Actually I don't think that's true really. There are still quite a few developers who want to keep making games for the 360/PS3, and I expect they've got another few years before they start to die out game/exclusive wise. An example would be the PS2, which still had quite a few games developed for it after the PS3 was launched. Actually, I think FIFA 14 and PES 14 are being released on the PS2 as well, so it has yet to reach the point of "no new games being developed". 



As for the rest of your post, you seem to just list the franchises and your opinions and such so that's cool (though it would be nice if you could bold or put each franchise spaced out so everything doesn't blend in, sort of makes it hard to read). I can't really tell if you missed out on something, so I suppose I'll just end my post here and perhaps come back if I happen to notice anything.


----------



## Celice (Jan 9, 2014)

Dark Souls and Demon Souls are actually very similar in a few design and NPC choices. I hadn't experienced this pattern in the other From Software games I'd played (King's Field 1-4, Lost Kingdoms 1-2). More than enough to turn one's head once they notice them. 

I don't find it anything more than interesting, however. As for fast's post, it's far more turgid than usual so I'm gonna pass on reading it. On a subject of exclusive games on 360 and PS3, I hardly noticed any, as developers had their legs so far open console ports started _seeping into the PC market._ Three different ways to play the same game is an awful large net that kind of made the consoles more generic to me. Most of the "exclusives" just didn't interest me either--Last of Us seems to be the highest seller, but that was super generic and pretty laughable gameplay when I played it with a housemate.


----------



## FAST6191 (Jan 9, 2014)

Yeah I thought about bolding things before I posted it but then got distracted. I just went back and did it though.


----------



## Necron (Jan 9, 2014)

I think you should scratch Minecraft from the MS exclusive list, since it's also now available on the PS3 as well.


----------



## FAST6191 (Jan 9, 2014)

Necron said:


> I think you should scratch Minecraft from the MS exclusive list, since it's also now available on the PS3 as well.



People play console minecraft?

Granted some would tell me the console part of the previous sentence would be redundant but either way I will delete it when I next edit the main post, assuming I remember to.


----------



## DinohScene (Jan 9, 2014)

PS3 for me has the benefit for RPG exclusives.
360 is just me main console.

Although I do admit that I like the PS3 more for it's exclusive titles.
I still enjoy Halo etc.


----------



## FAST6191 (Jan 9, 2014)

DinohScene said:


> PS3 for me has the benefit for RPG exclusives.

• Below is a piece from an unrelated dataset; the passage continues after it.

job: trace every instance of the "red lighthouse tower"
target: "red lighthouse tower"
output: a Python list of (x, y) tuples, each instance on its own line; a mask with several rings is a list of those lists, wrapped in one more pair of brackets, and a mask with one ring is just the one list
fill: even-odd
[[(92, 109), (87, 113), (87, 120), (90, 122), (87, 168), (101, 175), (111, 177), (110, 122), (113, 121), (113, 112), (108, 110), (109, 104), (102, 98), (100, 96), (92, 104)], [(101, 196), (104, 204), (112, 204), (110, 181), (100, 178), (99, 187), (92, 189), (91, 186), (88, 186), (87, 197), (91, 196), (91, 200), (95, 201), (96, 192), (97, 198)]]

Normally I took that statement as yeah, this little exercise made me question that assumption though. What is there to the PS3 RPG library?


----------



## AngryGeek416 (Jan 9, 2014)

Xbox Shooterss pew pew pew pew FTW!!!!


----------



## DinohScene (Jan 9, 2014)

FAST6191 said:


> Normally I took that statement as yeah, this little exercise made me question that assumption though. What is there to the PS3 RPG library?


 
Ni No Kuni.
Practically the sole drive for me to get me PS3 working (CFW, so that I can play it instead of it having a dead BD drive with only digi downloads)


----------



## FAST6191 (Jan 9, 2014)

Looks like I might have to keep an eye out for Ni No Kuni, I have never been the greatest fan of Studio Ghibli though (they make good stuff, just not stuff I need to remember the morning after) and what I saw mainly looked above average and maybe an exemplary example of the concept it is part of but not meaty enough for me to pay proper attention to. I considered myself spoiled by this go around with consoles though; it is quite hard to understate what Resonance of Fate, Magna Carta II and Eternal Sonata did for me on the Japan and East asia type games front where I was all but ready to write it off outside puzzle games.



AngryGeek416 said:


> Xbox Shooterss pew pew pew pew FTW!!!!



Do you mean shooters in the classical sense or shooters as in COD and co?


----------



## trumpet-205 (Jan 9, 2014)

FAST6191 said:


> Normally I took that statement as yeah, this little exercise made me question that assumption though. What is there to the PS3 RPG library?


Atelier series
Hyperdimension Neptunia series
Persona 5 (upcoming)
Tales of Graces F
Tales of Symphonia Chronicles HD (upcoming)
Tales of Xillia
Tales of Xillia 2
Valkyria Chronicles

And many more...


----------



## DinohScene (Jan 9, 2014)

Eternal Sonata is a game I wish I could replay without knowing anything about it.
I really love that game
Even got 2 faceplates of it for me 360's ;p

Ni No Kuni is on the same caliber for me.
I rather go for the single installment RPGS then Atelier and Tales etc.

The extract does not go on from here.